Egyptian regional television channel

The Upper Channel (Arabic: قناة الدلتا), also known as Channel 7 (القناة السابعة), is one of the six regional channels of the National Media Authority. The channel is based out of Minya and covers the Upper Egypt region: Minya, El-Fayoum, Beni Suef, and Asiut.

==History==
The channel started test broadcasts in October 1993 and full-time broadcasting on 28 May 1994 (Media Professionals' Day), however some sources claim it opened on 29 July 1994. As of 2002, the channel broadcast for a daily average of 16 hours and 11 minutes. All female presenters as of 2015 wear hijabs.

Per an El Watan analysis in December 2015, the channel had some educational programs, which had been thought to have been disappeared from the national channels. The sample day showed that it was airing philosophy classes. Most of its programs were presented from the same set, with limited accessories (only one table and only one chair).
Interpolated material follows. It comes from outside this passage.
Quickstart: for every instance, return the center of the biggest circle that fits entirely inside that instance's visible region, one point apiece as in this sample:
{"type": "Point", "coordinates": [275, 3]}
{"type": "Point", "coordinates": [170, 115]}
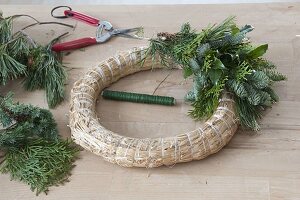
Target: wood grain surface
{"type": "Point", "coordinates": [253, 166]}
Breaks featured public service announcements on birth control, as well as patriotic songs promoting Egyptian tourism.

==Criticism==
Dozens of staff protested outside the ERTU Channel 7 building in Minya on 22 May 2013 against the nomination of Dr. Medhat Yefia as channel vice-president. Channel president Dr. Ahmed Hamada denied the demands of the staff and was preparing a special schedule for the upcoming 2013 Ramadan season.